Zamówienie zupy w restauracji może być ryzykowne. Mało kto zdaje sobie z tego sprawę
"Nie ma mowy, żebyś wcześniej pracował w gastronomii, jeśli nadal zamawiasz zupę w restauracjach" - stwierdziła młoda tiktokerka, rozbudzając tym samym żarliwą dyskusję o jakości zup serwowanych w lokalach gastronomicznych. Jakiś czas temu temat ten poruszył kucharz Gordon Ramsay.
07.12.2023 10:59
Jedna z użytkowniczek TikToka podzieliła się swoimi doświadczeniami z pracy w gastronomii. W dość enigmatycznym wideo zamieściła jedynie zdanie: "Nie ma mowy, żebyś wcześniej pracował w gastronomii, jeśli nadal zamawiasz zupę w restauracjach". Skąd takie stwierdzenie? Odpowiedzi na próżno oczekiwać można od samej autorki wpisu. Tę tajemniczą kwestię rozwiali komentujący.
Dalsza część artykułu pod materiałem wideo
Dlaczego zamawianie zupy w restauracji może być błędem?
Jeden z użytkowników TikToka stwierdził, że niektóre restauracje serwują tę samą zupę tygodniami, a inny komentator, również przedstawiający się jako pracownik gastronomii, wyjaśnił, że zupę dnia często podgrzewa się w kuchence mikrofalowej. Dodał też, że przed podgrzaniem potrawa "przebywa w zamrażarce od miesięcy".
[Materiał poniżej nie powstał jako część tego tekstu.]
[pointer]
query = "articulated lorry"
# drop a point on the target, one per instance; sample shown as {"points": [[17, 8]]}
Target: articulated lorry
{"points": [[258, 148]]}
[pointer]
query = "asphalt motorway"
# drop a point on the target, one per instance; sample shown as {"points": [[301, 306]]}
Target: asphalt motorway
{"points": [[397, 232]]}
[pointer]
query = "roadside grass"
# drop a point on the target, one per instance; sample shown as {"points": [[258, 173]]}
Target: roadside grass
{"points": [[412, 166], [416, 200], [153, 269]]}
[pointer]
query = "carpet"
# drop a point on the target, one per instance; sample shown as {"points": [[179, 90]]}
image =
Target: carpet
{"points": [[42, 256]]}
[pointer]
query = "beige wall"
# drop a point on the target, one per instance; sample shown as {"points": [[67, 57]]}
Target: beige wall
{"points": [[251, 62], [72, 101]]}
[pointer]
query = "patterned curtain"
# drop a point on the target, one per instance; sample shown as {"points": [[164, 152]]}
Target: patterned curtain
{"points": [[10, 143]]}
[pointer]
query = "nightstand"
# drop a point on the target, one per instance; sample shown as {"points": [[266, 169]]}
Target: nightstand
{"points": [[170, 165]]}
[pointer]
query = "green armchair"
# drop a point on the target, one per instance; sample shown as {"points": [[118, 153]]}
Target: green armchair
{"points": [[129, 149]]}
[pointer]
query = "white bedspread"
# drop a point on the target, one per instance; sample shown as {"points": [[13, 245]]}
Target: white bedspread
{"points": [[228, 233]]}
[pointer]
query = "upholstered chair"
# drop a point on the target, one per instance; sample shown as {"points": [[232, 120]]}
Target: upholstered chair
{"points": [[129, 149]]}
Jak wyjaśnia serwis kulinarny mashed.com, stosowanie takich praktyk jest niezgodne z ogólnie przyjętymi zasadami dotyczącymi bezpieczeństwa żywności i warunków sanitarnych. W gastronomii funkcjonuje pojęcie "strefy zagrożenia" w odniesieniu do żywności, a oznacza zakres temperatur - 5,5 - 63 st. C - w którym bakterie i inne organizmy szybko się rozwijają. Jest to szczególnie niepokojące w przypadku zup i gulaszy, które przez cały dzień trzyma się na palniku, a następnie schładza przed odstawieniem do lodówki.
Zobacz także
Gordon Ramsay o zamawianiu zup
Według Gordona Ramsaya, szkockiego kucharza, restauratora i autora książek kucharskich, jest coś, co należy zawsze zrobić przed zamówieniem zupy dnia. W wywiadzie z 2017 roku dla "Town and Country" szef kuchni powiedział, że przed złożeniem zamówienia warto zapytać obsługi, jaka była zupa poprzedniego dnia. Zauważył, że "może się zdarzyć, że będzie to zupa z miesiąca". Ten sprytny trik pomoże bywalcom restauracji ocenić świeżość serwowanej tam zupy.
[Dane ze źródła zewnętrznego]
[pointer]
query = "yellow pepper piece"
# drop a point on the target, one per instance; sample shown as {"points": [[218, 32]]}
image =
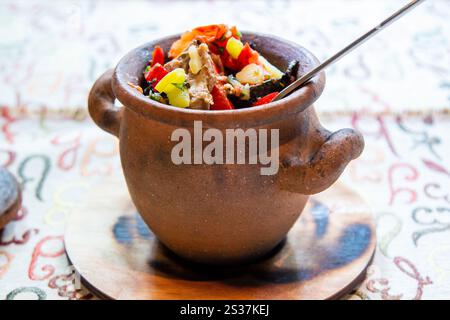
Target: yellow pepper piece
{"points": [[234, 47], [177, 76], [179, 98]]}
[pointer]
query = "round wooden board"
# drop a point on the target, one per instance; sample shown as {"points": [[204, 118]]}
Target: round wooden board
{"points": [[325, 255], [10, 197]]}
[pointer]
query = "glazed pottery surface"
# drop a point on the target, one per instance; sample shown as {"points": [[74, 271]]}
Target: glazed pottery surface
{"points": [[222, 213]]}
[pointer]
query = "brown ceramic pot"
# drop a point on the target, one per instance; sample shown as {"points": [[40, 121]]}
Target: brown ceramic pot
{"points": [[221, 214]]}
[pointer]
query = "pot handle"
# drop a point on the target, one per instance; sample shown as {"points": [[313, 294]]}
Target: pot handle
{"points": [[101, 105], [321, 165]]}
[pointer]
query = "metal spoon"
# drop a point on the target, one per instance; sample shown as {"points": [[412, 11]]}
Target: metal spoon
{"points": [[355, 44]]}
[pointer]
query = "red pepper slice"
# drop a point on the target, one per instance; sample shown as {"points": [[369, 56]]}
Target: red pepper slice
{"points": [[266, 99], [155, 74], [220, 99], [229, 62], [157, 56]]}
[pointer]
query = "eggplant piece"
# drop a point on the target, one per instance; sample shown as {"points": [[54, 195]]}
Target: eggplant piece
{"points": [[269, 86]]}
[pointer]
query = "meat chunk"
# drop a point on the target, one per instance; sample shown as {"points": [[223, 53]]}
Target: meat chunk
{"points": [[202, 83]]}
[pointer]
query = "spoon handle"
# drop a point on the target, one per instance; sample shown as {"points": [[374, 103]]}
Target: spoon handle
{"points": [[355, 44]]}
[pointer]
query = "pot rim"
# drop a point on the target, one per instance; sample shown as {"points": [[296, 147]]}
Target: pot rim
{"points": [[298, 101]]}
Powyższe nie oznacza oczywiście, że stosowanie nieuczciwych praktyk jest w gastronomii standardem. Wiele komentarzy, spośród opublikowanych pod wpisem tiktokerki na temat zup, występowało w obronie branży restauracyjnej.
"Nigdy wcześniej nie pracowałam w restauracji, w której zupa miałaby kilka tygodni, a łyżki były brudne" - czytamy w jednym z komentarzy.
"Pracowałam w lokalu, w którym codziennie była robiona świeża zupa" - dodał kolejny użytownik TikToka.